Stories such as Smith's and the case of Jocelyn Rojas — a 5-years-old Lancaster, Penn. girl who was saved from abduction by an attentive 15-years-old boy, Temar Boggs, who noticed a car being driven in a peculiar manner — seem to capture the public's imagination and draw a prompt response. But what happens when the abduction case does not draw a public response?

Adult abductions and law enforcement inadequacies

Last week, one of the three men held captive by 31-year-old Walter Renard Jones, William Merle Greenawalt, 79, has died of complications due to malnourishment. Jones has been charged with two counts of elderly abuse with serious bodily injury. It has been alleged that Jones held Greenawalt, Dean Cottingham, 59, and John Edward Padget, 64, in his garage so that he could collect on the men's assistance checks.

In cases such as this, the inadequacies of the way law enforcement handles such situations start to show. While recent efforts, such as the AMBER Alert System , have resulted in a net improvement in recovery rates, abducted adults are considered low-priority. Many police departments will not take a missing person case for an adult prior to 24 hours after the disappearance, and most will not extend full resources to the case, due to the possibility that the missing person wishes to not be found.

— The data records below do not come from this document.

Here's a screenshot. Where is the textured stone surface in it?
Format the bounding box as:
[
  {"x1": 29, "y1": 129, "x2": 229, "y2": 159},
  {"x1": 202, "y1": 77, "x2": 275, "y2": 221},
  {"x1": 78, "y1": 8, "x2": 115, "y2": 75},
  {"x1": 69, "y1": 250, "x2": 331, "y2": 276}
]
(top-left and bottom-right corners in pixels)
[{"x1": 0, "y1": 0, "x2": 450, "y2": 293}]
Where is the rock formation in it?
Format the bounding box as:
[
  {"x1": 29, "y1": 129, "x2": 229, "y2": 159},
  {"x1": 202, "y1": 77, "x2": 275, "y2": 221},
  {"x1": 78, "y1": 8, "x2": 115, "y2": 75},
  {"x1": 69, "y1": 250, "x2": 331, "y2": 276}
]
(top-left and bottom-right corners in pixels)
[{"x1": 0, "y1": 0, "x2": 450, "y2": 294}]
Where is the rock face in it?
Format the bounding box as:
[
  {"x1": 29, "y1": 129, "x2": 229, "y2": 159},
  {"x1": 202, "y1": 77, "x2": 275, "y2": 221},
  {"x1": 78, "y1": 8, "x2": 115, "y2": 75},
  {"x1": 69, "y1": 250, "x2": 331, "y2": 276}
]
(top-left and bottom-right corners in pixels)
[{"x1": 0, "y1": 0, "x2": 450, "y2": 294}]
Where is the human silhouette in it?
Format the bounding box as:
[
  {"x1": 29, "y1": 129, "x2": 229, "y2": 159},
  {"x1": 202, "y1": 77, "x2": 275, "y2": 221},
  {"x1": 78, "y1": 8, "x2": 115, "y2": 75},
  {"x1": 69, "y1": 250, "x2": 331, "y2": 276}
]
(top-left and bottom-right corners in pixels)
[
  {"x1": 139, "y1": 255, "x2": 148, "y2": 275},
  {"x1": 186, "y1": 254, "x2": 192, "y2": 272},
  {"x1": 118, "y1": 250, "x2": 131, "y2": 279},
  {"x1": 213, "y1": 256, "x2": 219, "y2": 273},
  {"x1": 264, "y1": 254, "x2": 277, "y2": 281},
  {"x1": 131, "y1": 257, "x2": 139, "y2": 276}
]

While police response rates for abducted children to the child's home or scene of abduction are modest — an estimated 68 percent, according to the 1999 Second National Incidence Studies of Missing, Abducted, Runaway, and Throwaway Children (NISMART-2) — the response rate for adult disappearances is dramatically less. Recently, Butte County has been profiled in the media for its efforts to create its first master list of missing persons.

“It's not completely surprising that there was no master list. If someone is missing today, they most likely will still be missing tomorrow. But if a homicide or some other serious crime occurs today, limited investigative resources would be more productively spent on those immediate cases,” reported the Chino Enterprise-Record on the Butte County Sheriff's Office's efforts. “That's how a file on the missing might go missing as well. It's not that it's unimportant. It's just that it's not as timely.”

In light of dwindling budgets, shifting priorities and an ill-defined division of jurisdictions between the federal government and local authorities in missing persons cases, many cases get overlooked or ignored, and situations such as the Jaycee Dugard abduction — in which Dugard was held captive for more than 18 years by a sex offender who was enrolled as a parolee — and the Ariel Castro case are allowed to proliferate. For those still waiting to be found, more needs to be done.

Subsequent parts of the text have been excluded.